We live in what many call an age of democratization, for the number of countries governed by democratic systems has increased dramatically since the end of the second World War and the Cold War. For the most part, this growing phenomena of democratization is considered a good thing that will ultimately lead to a more peaceful world, vis-a- vis the democratic peace thesis. In short, the democratic peace thesis states that in the modern international system, democracies have almost never fought each other; therefore, the more democracies there are in the world, the fewer potential adversaries democracies will have and the wider the zone of peace will be[1]. Often, the absence of war between democracies has been invoked as justification for promoting democratization around the globe.[2] However, democracy does not happen instantly. What happens when countries are democratizing but are not yet ‘democratic enough’ for this condition of peace to be true?

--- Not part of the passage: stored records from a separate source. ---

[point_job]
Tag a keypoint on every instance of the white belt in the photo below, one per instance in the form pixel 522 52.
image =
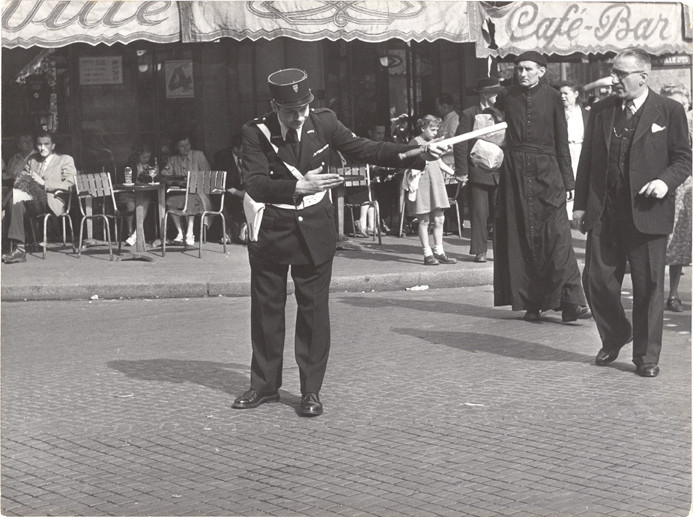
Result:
pixel 309 200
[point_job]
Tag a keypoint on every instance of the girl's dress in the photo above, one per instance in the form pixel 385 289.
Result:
pixel 679 241
pixel 431 193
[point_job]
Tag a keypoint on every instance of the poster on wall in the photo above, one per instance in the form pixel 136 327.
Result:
pixel 179 79
pixel 101 70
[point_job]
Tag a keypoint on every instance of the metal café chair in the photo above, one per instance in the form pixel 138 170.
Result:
pixel 453 199
pixel 95 186
pixel 199 182
pixel 62 217
pixel 360 176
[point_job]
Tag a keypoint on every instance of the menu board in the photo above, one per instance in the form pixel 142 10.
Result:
pixel 101 70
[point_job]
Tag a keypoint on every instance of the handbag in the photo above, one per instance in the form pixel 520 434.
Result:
pixel 486 155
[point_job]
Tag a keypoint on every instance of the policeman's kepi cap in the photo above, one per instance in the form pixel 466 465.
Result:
pixel 289 88
pixel 532 55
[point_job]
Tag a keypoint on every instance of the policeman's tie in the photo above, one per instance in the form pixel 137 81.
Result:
pixel 292 140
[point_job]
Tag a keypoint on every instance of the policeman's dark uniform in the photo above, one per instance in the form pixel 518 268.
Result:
pixel 295 234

This essay will show that those mechanisms and processes which cause countries to remain in the transitional zone between an autocratic regime and a fully consolidated democratic government do not facilitate the development of peaceful domestic and international relations. Those mechanisms and processes are twofold: limited definitions or conceptualizations of the transition process or of democracy itself, and actual processes that are generally considered to be democratizing but don’t always lead to the consolidation of democracy, particularly elections. This essay does not seek to disprove the democratic peace theory. If anything, it seeks to support it by showing that it does not work when the condition of democracy is not fully met. This essay will first address why and how being in the transitional zone does not facilitate peace at both a domestic and international level, and then discuss why and how the processes mentioned above can sometimes hinder the development of a true democracy.

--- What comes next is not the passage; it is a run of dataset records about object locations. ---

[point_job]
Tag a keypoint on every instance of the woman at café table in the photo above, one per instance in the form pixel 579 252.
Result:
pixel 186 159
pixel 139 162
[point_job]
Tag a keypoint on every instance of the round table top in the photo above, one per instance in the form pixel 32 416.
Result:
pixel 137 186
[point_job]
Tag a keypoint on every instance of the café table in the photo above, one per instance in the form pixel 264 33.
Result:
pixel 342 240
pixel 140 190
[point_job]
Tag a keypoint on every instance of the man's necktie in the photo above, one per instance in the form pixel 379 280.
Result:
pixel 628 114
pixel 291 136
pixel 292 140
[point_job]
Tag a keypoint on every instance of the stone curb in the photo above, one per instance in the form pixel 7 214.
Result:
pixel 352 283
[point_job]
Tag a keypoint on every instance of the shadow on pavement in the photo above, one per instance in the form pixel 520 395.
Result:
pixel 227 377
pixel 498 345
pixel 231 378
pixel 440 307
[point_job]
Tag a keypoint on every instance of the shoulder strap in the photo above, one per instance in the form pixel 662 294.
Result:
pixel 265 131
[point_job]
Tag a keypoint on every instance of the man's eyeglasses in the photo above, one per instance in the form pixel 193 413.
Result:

The transitional zone is not strictly defined and is different for every country. Thomas Carothers uses the term ‘gray zone’ to describe a country that is neither clearly dictatorial nor headed towards democracy. Some civil society and institutions of democracy exist, and elections may be held, but there are major domestic deficits such as: poor representation of citizens’ interests, low levels of political participation beyond voting, frequent abuse of the law by government officials, elections of uncertain legitimacy, low public confidence in state institutions, and persistently poor institutional performance by the state.[3] Another useful conceptualization of a transitional country is one that has not reached the “consolidation phase where new democracy is further developed and democratic practices eventually become an established part of the political culture.”[4] Being in this transitional condition makes peace at both a domestic and international level a difficult to achieve.

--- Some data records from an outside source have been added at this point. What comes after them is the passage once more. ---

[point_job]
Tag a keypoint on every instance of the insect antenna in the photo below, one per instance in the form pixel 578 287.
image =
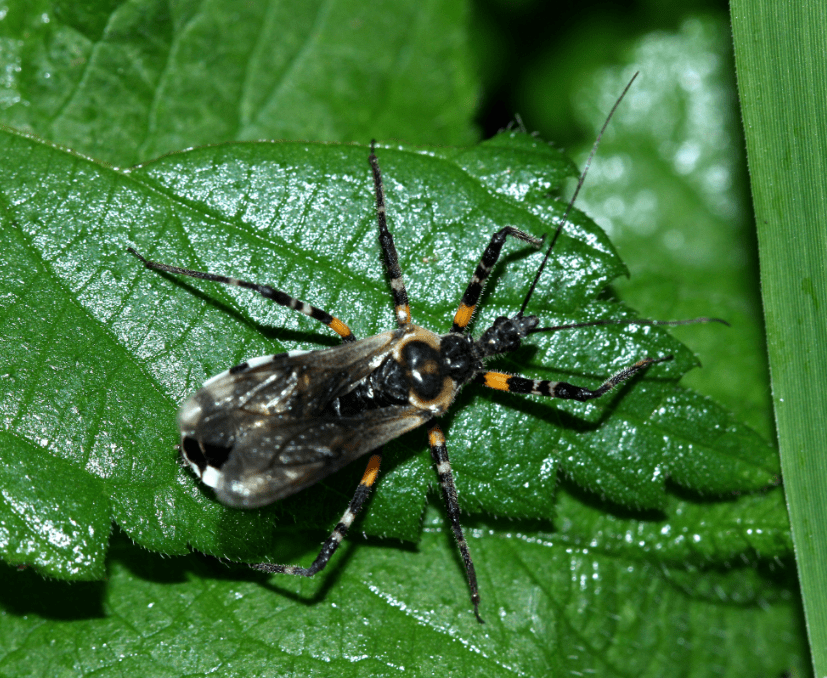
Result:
pixel 593 323
pixel 580 182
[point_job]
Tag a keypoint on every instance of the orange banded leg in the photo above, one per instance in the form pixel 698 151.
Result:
pixel 489 258
pixel 281 298
pixel 339 532
pixel 560 389
pixel 400 295
pixel 439 453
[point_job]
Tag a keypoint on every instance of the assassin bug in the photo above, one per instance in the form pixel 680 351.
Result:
pixel 267 428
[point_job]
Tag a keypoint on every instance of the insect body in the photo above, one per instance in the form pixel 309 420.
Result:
pixel 268 428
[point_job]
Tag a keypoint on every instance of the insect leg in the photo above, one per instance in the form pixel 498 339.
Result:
pixel 439 453
pixel 560 389
pixel 400 294
pixel 489 258
pixel 281 298
pixel 339 532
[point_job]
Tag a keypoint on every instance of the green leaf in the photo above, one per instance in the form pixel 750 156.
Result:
pixel 780 54
pixel 301 217
pixel 127 82
pixel 623 572
pixel 550 608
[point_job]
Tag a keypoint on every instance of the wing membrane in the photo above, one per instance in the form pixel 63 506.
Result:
pixel 256 433
pixel 278 456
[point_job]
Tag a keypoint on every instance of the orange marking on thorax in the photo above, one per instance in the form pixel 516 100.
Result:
pixel 404 310
pixel 371 471
pixel 497 380
pixel 436 438
pixel 339 327
pixel 463 315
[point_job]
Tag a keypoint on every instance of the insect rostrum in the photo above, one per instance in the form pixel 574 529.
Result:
pixel 270 427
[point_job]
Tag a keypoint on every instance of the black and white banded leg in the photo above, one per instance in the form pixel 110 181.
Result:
pixel 439 453
pixel 402 308
pixel 281 298
pixel 472 293
pixel 560 389
pixel 330 545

Domestically, the turmoil is multi-factorial. The process of democratization exerts pressures on states, for they must be able to enforce the rule of law, promote economic growth, ensure voluntary compliance from their population, and shape the allocation of societal resources[5]. Often, in non- consolidated democracies, leaders pursue nationalising state policies aimed at cultural homogeneity which are not necessarily in line with democratic policies that ensure broad inclusive citizenship and equal rights[6]. Additionally, if institutions of democracy are established, but the government remains essentially autocratic behind a democratic facade, ‘competitive authoritarianism’ results. This is a source of instability because these governments must choose between allowing serious opposition challenges to proceed, at the cost of possible defeat, and egregiously violating democratic rules to maintain power, at the cost of potential international isolation[7]. Indeed, poor and institutionally feeble states in sub- Saharan Africa have experienced violent domestic conflict as a result of democratic openings because it means better possibilities for formulating demands and openly discussing disagreements, which can lead to sharper confrontations and conflicts that can undermine frail democratic openings.[8]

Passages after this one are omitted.